Our first genuine attempt at a full-scale vegetable garden has been up and going for almost a month now. We planted almost everything the week before we left for our last trip and returned to tiny bean sprouts and a few new leaves on our tomato plants. We’ve had uncharacteristically cool end of April/ early May weather here in Alabama. Last week we had at least five days of rain and temps dropping into the upper thirties at night. Luckily, it seems that we’re finally over our “blackberry winter.” Clear blue skies and warm afternoons are causing everything to perk up.
We’ve got eleven tomato plants. I’ve been (slowly) working on getting them staked before they get too big to avoid damaging their root systems. Tomato cages at Lowe’s are $5.00 a pop, so I decided to opt for homemade versions instead. A little Pinterest whimsy, don’t you think?
I keep picking up cheap four packs of pepper plants. I finally ran out of room in the garden and now several yellow bells now have a home in my flower bed. This is a cayenne that’s doing incredibly well. It bloomed several days ago so we should see tiny peppers in a few more days. Red, green, and yellow bell, jalapeno, and sweet and hot banana are all represented. I cook with colored bell peppers several times per week and they’re often quite expensive. I’m hoping to slice and blanch the extras and freeze them in small zip-lock bags to be used during the winter.

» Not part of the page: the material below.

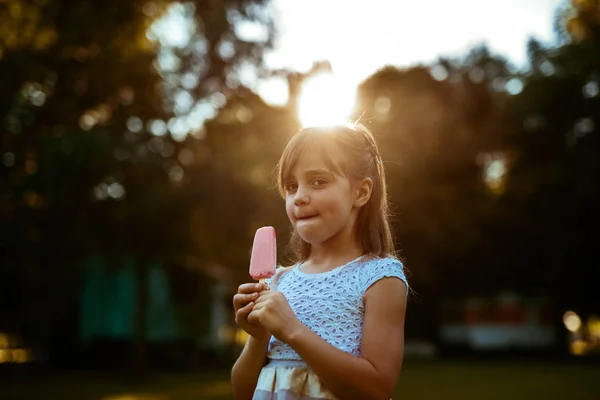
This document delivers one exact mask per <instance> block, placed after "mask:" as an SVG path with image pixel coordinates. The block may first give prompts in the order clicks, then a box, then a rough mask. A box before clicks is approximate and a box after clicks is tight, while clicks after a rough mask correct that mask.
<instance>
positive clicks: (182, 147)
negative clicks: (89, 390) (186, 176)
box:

I actually created two separate areas for tomatoes and peppers. These have yet to be staked and are quite a bit smaller. I’m pretty sure they are Better Boy hybrids. Also, I’ve read several places lately that marigolds are an excellent addition to tomato patches because they repel certain pests. I interspersed them between all my plants. In any case, they bring a little color.
We have eight hills of summer squash and zucchini, all of which have two plants besides one. They seem to be right on track and will be getting big and jungle-ly soon. By the way, the white power is Sevin dust. I’m researching organic gardening methods, but for the time being, I’d rather not have everything nibbled down to stubs. In my limited experience, tender baby leaves are most susceptible to gnawing jaws.

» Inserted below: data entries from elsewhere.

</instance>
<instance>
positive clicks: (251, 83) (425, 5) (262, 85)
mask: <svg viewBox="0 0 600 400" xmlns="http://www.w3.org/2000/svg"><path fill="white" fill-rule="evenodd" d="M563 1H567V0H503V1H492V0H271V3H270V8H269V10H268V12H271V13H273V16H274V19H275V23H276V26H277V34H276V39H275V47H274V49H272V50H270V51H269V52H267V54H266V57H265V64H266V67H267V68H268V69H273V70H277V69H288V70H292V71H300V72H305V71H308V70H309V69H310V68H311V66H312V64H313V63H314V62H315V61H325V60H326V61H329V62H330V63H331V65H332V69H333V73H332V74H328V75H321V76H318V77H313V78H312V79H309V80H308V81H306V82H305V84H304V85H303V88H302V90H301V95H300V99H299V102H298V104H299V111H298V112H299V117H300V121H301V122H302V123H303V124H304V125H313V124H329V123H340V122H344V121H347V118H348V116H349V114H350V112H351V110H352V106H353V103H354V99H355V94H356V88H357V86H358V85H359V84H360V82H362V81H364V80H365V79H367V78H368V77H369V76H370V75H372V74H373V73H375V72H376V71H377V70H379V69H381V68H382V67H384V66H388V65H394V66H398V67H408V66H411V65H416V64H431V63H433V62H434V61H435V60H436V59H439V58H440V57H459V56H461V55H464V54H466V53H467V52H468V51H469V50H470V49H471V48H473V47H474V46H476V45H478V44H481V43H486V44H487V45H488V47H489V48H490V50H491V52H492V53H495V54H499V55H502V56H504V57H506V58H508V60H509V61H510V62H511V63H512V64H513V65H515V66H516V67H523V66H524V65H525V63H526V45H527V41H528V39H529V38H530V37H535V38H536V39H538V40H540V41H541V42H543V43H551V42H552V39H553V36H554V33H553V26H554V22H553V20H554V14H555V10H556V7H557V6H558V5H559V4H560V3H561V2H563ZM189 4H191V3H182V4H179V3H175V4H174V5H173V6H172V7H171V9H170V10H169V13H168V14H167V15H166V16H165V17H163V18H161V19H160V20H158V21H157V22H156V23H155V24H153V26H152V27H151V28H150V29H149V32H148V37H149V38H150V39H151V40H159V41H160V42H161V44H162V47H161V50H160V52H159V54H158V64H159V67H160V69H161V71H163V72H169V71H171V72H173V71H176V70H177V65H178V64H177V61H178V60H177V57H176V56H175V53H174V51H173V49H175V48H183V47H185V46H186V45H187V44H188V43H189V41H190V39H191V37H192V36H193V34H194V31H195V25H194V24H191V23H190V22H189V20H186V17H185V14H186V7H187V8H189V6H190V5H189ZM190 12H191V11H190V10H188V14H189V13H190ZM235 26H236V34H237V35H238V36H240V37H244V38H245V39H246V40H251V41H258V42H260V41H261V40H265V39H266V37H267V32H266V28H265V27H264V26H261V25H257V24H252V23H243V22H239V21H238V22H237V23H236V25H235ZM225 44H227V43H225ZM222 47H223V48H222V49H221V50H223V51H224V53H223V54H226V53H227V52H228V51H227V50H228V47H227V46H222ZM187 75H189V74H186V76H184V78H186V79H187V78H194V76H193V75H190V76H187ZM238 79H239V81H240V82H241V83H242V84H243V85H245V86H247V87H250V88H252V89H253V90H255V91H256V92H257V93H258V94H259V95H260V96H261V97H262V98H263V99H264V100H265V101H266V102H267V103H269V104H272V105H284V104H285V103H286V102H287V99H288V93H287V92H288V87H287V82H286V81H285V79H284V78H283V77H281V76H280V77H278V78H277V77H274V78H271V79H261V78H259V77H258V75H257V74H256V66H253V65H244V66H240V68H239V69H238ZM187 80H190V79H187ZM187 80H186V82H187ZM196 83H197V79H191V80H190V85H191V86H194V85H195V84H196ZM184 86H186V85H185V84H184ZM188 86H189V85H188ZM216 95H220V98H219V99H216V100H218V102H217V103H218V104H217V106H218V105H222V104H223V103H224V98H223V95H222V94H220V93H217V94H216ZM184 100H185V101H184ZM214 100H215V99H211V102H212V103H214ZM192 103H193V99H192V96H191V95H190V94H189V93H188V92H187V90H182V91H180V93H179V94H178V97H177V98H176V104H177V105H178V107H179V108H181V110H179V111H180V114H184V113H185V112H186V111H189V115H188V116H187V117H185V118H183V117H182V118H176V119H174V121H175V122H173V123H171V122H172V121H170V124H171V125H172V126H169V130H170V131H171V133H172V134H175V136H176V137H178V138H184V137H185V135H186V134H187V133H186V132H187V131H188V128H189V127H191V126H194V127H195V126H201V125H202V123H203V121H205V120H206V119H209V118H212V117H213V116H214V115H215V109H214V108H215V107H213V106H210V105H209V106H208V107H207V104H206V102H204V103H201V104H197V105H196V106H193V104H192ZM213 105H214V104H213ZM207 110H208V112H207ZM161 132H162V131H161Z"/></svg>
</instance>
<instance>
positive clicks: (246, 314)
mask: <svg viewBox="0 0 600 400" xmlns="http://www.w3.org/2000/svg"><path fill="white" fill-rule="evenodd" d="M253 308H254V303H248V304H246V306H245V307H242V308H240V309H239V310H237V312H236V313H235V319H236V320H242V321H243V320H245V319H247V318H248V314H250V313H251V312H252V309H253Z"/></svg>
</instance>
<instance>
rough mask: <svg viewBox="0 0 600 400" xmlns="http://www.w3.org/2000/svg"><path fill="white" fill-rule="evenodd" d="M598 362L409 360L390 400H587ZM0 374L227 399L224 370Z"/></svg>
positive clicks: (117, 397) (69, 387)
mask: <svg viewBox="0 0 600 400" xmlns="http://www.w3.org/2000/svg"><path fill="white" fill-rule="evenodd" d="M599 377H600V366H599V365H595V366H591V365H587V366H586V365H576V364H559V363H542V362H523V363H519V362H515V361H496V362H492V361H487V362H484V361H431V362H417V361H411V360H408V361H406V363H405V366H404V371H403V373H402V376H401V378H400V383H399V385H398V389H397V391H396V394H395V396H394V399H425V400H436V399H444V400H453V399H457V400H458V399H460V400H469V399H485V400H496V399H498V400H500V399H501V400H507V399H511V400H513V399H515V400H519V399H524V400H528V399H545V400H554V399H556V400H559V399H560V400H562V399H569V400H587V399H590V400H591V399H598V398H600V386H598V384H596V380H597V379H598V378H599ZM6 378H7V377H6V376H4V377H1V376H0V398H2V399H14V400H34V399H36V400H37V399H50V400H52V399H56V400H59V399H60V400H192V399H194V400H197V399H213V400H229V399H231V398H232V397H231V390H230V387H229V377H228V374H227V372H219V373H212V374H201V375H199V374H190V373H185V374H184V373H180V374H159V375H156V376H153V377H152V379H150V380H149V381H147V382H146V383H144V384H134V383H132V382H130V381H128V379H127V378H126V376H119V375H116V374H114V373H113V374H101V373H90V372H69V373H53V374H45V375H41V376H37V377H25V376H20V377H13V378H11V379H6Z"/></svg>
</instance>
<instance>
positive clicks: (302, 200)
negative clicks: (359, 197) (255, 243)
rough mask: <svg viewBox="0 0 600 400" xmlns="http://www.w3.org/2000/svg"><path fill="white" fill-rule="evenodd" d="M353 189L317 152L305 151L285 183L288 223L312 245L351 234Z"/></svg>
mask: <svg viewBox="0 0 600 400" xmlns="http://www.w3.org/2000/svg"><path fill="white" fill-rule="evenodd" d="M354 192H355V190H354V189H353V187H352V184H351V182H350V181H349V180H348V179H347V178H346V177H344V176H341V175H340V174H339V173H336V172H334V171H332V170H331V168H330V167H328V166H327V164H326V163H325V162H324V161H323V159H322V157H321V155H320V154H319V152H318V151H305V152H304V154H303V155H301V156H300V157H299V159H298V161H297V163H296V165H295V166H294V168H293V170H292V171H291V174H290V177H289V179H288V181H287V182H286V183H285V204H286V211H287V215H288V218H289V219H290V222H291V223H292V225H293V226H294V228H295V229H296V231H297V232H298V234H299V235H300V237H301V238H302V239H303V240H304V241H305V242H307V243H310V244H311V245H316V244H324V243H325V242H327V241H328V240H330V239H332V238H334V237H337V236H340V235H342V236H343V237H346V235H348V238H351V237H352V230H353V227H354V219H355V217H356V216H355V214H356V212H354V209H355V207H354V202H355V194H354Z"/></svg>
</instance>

Our cucumbers haven’t done so well. I planted three hills of Picklebush and none of them came up. They’ve since been replanted with this variety that sprouted in about a week. Hopefully they will catch up soon. I’ve been craving ice-cold cucumber with salt and pepper lately.

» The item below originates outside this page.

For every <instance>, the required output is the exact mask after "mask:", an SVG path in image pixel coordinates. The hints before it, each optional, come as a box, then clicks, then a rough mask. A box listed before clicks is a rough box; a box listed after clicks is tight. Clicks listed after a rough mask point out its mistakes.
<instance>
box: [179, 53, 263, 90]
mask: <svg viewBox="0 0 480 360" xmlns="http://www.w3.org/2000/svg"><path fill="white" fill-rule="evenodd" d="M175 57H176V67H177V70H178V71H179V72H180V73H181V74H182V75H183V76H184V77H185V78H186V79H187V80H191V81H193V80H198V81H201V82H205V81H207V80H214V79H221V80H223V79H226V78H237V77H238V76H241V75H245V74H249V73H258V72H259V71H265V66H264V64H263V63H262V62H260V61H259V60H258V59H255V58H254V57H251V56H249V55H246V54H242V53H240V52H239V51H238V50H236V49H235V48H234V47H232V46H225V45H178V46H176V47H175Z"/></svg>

Here’s my pride and joy. We planted four different varieties of bush beans, only one of which totally failed and had to be replanted (it’s also possible that I forgot to actually put seed in the row after the fertilizer). This row in particular did very well. I’ve had to thin it a couple of times. Another row is sporting unusual purple stalks with green leaves. We should have fresh green beans by mid-June, if not a little earlier. I have a feeling that the first couple of pickings will be eaten up pretty quickly. We hope to get at least three pickings from each row. After they’re spent, we’ll rip them up and re-plant another batch that will mature in late August or early September and be used primarily for freezing. Bending and squatting to pick beans should be great for my birthing muscles, right? Our late summer garden plans also include: small pumpkins in June, re-planting one row of summer squash, and re-planting the other row of summer squash with a winter squash variety to store for chicken treats in cold weather.
Not pictured is the back third of the garden that became a stream during our week of rain. Cody actually had to shovel a few small ditches and that were super helpful in draining the puddles (ponds) that had accumulated. I don’t anticipate this being a problem again this season but next year we will have to reconsider what we plant there. We had four rows of corn that were basically washed away. They’ve since been replanted and will hopefully do so-so in their moist home. The okra we planted several weeks ago made it through the flood, but it is a little thin. Okra plants get huge, so maybe that’ll be ok. Also, about half of my sunflowers are six inches tall. I replanted the thin spots in hopes of having a complete wall of blooms in a few months. Cody was dying to plant a few watermelons. We have six hills. They’re sure to take over the entire back yard in a month or so.
Garden life without a tiller has been hard work. After the initial plowing and cultivating, we’ve only borrowed my parents’ tiller once to run through the rows for aeration and weed control. I try to hoe a row or two every day. We bought a Friskar’s manual cultivator for $25.00 at Lowe’s this past weekend to help out between tilling, too. It’s a little easier for me to manage than a hoe and is great for breaking up hard ground around the tomatoes and peppers. Hopefully we will be able to save up a little money this fall and invest in a used or clearanced tiller before next spring (however, a fall and winter garden are still very much in the plans). I have a feeling it’ll be significantly larger next year if everything keeps going well.
We both enjoy spending an hour or two before dark in the backyard digging in the dirt. Geoffrey and the cats love rolling in the dust and more than a few bean plants have been crushed because of their horseplay.
I cannot wait to bring in a big basket of veggies and fresh eggs every day.